そして、同じく宿題の戦略的環境アセスメントの部分ですが、配慮書手続で一部実現していますけれども、これの実質化と格上げというところはしっかり議論が必要だと思います。特に立地選定の部分に寄与できるような形です。本来であれば、空間管理計画でアセスを行えると最もよいのですが、日本の場合はそれができません。そのため、ゾーニング、空間管理、土地利用とひも付いたアセス手続を検討いただきたいと思います。
また、皆様より御指摘済みですが、図書の公開について、私も制度的措置が必要と思っています。
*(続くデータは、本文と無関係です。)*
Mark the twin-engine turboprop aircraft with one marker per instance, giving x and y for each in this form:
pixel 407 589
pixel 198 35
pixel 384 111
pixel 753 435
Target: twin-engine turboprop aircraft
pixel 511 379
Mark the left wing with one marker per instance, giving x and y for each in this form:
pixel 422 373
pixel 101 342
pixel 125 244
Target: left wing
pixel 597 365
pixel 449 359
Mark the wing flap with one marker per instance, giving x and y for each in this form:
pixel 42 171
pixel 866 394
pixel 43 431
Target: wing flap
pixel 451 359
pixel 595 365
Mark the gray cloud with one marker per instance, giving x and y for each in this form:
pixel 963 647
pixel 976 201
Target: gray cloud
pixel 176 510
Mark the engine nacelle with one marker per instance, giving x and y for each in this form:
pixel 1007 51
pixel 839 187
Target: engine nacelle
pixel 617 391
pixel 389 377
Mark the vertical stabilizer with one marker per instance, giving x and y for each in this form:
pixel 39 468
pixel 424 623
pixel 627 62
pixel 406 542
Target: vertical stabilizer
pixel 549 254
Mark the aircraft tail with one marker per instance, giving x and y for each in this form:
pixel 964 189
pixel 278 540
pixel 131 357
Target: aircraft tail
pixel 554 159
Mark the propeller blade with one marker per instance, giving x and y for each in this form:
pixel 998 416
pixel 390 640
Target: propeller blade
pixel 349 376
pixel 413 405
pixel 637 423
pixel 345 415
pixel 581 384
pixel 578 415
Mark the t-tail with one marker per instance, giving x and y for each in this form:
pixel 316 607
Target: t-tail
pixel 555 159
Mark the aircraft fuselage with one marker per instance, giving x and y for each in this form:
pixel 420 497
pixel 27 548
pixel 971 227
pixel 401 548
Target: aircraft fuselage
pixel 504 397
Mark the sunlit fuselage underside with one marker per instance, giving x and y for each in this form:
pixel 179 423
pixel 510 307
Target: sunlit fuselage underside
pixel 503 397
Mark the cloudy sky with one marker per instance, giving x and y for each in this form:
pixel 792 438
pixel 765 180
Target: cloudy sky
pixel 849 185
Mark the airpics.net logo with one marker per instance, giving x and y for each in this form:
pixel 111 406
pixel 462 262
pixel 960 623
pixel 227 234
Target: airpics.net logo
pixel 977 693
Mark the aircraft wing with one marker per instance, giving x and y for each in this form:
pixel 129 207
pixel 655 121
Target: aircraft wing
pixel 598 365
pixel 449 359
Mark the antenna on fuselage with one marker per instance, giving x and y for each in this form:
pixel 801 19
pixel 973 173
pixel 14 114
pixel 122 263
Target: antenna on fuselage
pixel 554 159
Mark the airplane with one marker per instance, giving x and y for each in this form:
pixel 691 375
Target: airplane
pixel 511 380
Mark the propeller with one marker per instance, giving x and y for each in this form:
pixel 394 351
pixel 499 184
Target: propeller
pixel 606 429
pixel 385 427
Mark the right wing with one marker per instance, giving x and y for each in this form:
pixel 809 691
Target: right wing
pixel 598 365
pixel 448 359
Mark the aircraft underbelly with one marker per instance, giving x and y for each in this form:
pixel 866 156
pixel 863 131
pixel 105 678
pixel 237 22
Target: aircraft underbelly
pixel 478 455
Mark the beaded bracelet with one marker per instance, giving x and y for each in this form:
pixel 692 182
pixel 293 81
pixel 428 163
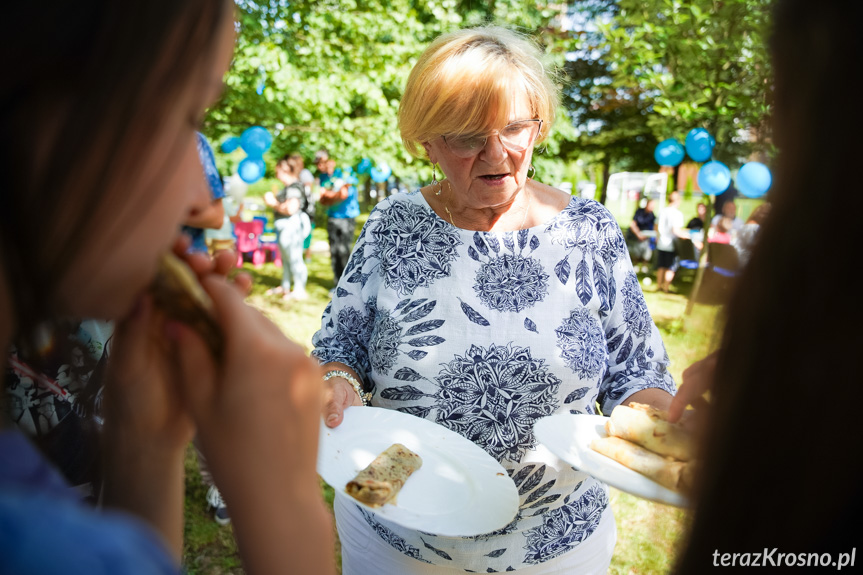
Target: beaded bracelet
pixel 365 396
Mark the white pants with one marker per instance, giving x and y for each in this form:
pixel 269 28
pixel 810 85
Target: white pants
pixel 290 233
pixel 365 553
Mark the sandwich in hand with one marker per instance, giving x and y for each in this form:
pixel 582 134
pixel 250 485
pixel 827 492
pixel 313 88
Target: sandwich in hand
pixel 641 438
pixel 178 294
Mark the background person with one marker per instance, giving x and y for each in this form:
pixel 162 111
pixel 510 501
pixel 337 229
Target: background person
pixel 670 226
pixel 292 226
pixel 744 239
pixel 696 227
pixel 113 122
pixel 724 223
pixel 747 497
pixel 343 207
pixel 212 216
pixel 638 243
pixel 475 263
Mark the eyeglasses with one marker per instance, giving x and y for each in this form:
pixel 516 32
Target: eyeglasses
pixel 515 137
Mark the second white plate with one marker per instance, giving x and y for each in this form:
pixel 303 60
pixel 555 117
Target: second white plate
pixel 568 436
pixel 460 490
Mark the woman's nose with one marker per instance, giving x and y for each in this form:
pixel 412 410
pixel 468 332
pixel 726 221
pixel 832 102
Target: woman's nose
pixel 494 149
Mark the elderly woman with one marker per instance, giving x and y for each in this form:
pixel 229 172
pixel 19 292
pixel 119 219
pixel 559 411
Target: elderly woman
pixel 511 301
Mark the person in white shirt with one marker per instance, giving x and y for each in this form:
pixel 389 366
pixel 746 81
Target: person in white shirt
pixel 670 226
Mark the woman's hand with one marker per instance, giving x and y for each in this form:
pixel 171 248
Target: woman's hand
pixel 339 394
pixel 697 380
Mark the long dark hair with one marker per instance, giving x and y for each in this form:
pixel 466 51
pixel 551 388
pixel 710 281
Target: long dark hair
pixel 782 457
pixel 84 84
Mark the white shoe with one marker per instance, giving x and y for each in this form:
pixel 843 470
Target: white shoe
pixel 215 501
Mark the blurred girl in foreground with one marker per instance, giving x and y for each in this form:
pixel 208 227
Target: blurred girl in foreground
pixel 98 123
pixel 782 454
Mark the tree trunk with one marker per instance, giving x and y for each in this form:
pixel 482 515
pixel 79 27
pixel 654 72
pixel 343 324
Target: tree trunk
pixel 606 175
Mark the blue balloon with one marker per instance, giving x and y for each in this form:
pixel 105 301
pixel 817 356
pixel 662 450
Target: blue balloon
pixel 714 178
pixel 255 141
pixel 754 179
pixel 699 144
pixel 668 153
pixel 251 169
pixel 230 145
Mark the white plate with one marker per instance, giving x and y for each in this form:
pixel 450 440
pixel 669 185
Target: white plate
pixel 460 490
pixel 568 436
アセス図書は行政手続のために作成された文書ですから、それに基づいて最終的には法の許認可決定が行われる。そうすると、政策判断の説明責任として国民に公開されるべきという理由もあると思います。このあたりを少し丁寧に御検討いただけるとありがたいです。
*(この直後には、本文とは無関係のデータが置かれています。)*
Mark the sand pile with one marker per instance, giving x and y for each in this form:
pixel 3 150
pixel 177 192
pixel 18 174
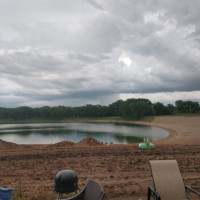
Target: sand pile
pixel 62 144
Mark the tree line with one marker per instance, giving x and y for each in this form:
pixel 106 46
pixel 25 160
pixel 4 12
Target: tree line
pixel 128 109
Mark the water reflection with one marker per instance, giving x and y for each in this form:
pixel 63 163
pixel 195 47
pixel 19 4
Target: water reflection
pixel 47 133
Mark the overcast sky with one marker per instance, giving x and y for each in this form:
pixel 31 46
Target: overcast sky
pixel 77 52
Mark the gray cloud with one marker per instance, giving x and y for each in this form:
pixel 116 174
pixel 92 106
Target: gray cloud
pixel 80 52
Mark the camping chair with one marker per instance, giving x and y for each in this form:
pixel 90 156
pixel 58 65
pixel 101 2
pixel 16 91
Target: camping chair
pixel 92 191
pixel 168 182
pixel 6 193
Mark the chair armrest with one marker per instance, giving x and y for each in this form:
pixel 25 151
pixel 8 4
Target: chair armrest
pixel 192 190
pixel 153 193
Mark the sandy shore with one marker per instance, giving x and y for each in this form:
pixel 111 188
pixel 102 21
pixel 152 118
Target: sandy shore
pixel 123 170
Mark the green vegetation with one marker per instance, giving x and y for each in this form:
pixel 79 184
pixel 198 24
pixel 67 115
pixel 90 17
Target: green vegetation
pixel 131 109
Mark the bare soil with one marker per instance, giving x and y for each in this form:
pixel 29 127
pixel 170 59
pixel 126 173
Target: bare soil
pixel 123 170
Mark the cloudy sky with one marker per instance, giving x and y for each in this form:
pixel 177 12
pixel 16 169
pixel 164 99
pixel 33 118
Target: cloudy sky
pixel 77 52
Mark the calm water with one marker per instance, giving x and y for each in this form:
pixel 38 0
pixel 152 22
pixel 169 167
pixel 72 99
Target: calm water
pixel 49 133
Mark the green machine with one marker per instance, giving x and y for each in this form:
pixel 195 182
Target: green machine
pixel 146 144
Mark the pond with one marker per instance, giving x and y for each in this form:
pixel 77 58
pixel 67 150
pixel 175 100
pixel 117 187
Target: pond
pixel 49 133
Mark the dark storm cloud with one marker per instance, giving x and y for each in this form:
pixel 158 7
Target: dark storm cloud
pixel 79 52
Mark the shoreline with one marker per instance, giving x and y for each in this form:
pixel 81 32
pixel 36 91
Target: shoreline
pixel 122 169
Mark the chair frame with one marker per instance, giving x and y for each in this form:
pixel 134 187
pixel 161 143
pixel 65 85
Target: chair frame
pixel 153 193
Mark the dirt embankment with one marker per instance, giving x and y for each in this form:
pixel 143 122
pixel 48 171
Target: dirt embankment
pixel 123 170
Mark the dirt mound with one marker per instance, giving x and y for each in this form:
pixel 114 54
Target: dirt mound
pixel 7 145
pixel 61 144
pixel 89 141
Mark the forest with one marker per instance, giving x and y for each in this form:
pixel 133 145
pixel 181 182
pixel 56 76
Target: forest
pixel 128 109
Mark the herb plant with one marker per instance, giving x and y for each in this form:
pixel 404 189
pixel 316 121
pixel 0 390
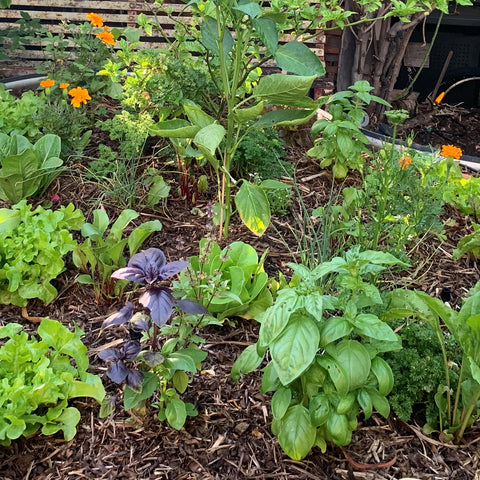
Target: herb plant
pixel 27 169
pixel 102 253
pixel 148 368
pixel 323 340
pixel 40 377
pixel 457 404
pixel 229 282
pixel 33 244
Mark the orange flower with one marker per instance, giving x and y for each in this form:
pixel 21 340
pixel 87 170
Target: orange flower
pixel 95 20
pixel 106 37
pixel 80 95
pixel 451 151
pixel 404 162
pixel 47 83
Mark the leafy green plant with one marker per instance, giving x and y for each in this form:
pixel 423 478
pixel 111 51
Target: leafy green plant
pixel 418 370
pixel 39 378
pixel 323 340
pixel 229 282
pixel 342 142
pixel 102 253
pixel 458 406
pixel 17 113
pixel 148 370
pixel 27 169
pixel 33 244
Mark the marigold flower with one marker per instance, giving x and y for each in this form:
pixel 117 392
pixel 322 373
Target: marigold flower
pixel 451 151
pixel 95 20
pixel 404 162
pixel 106 37
pixel 80 95
pixel 47 83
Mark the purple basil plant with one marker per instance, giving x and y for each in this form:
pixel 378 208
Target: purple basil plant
pixel 148 268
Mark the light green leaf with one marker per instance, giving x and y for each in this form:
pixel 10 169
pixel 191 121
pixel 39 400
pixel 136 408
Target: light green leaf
pixel 296 57
pixel 253 207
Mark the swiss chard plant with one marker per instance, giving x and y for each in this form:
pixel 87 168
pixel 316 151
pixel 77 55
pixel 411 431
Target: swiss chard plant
pixel 229 282
pixel 27 169
pixel 102 252
pixel 40 377
pixel 322 340
pixel 149 369
pixel 33 244
pixel 457 403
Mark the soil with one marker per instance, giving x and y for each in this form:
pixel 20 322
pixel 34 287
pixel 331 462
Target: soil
pixel 230 438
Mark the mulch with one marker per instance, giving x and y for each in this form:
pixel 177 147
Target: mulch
pixel 231 437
また、1点質問になります。「CCS事業法」ですが、法の検討の段階で「アセスが必要だ」という議論はなかったのでしょうかというところを伺いたく思います。非常に環境影響が大きい事業になりますし、事業が始まってからでは手遅れです。これは検討項目として少なくとも挙げておく必要があると思います。
最後に、アセスの評価項目として気候変動の適応についてはまだ何も触れられていないと認識しています。開発による災害等のリスクをどう見るか、そして設置される事業の施設の災害等へのレジリエンスをどう見るかといった点を実は議論する必要があると思っています。どのような手法で見るかといった点での整備があるため、すぐにとはならないかもしれませんが、こういうところはしっかり検討が必要と思い、一応挙げておきます。以上です。
○大塚委員長 ありがとうございます。村山委員、お願いします。
○村山委員 まず、論点3-2の戦略的影響評価ですが、事業アセスとのつながりで言えば、これまで出てきたようなゾーニングや促進区域というものが多分カテゴリーに入ってくると思います。ただ、やはり今のところ弱いのは社会的な影響、経済的な影響、環境・社会・経済という3つがうまくそろうとSEA的になってくると思います。加えて、そのあたりになってくると他の計画との関係というのも考えていく必要があると思います。各地域で環境基本計画、あるいは都市地域マスタープラン等の計画が出てきていると思うので、そういった計画との関係というのもより重要になってくると考えます。
そして、全く別の観点ですが、これまで事業アセスとの関係だけではなく、もう少し上位段階の環境配慮という意味では、様々な計画に対するアセス的な取り入れというのもあり得ると思います。例えば廃棄物処理、生物多様性保全、地球温暖化防止といったものに関する計画に対してアセス的な考え方を取り入れるということもあると考え、その点も一つ検討すべきと思います。
それから、累積的影響については個別事業からのアプローチもあります。これは先ほど事例的な評価ということをお話しいただきましたが、加えて空間的なアプローチからも考えざるを得ないとところだと思います。やはり地域の計画との連携が非常に大事で、恐らく個別事業のアセスだけではできない問題です。アセスの枠を超えた形での対応というのを考えていく必要があると感じます。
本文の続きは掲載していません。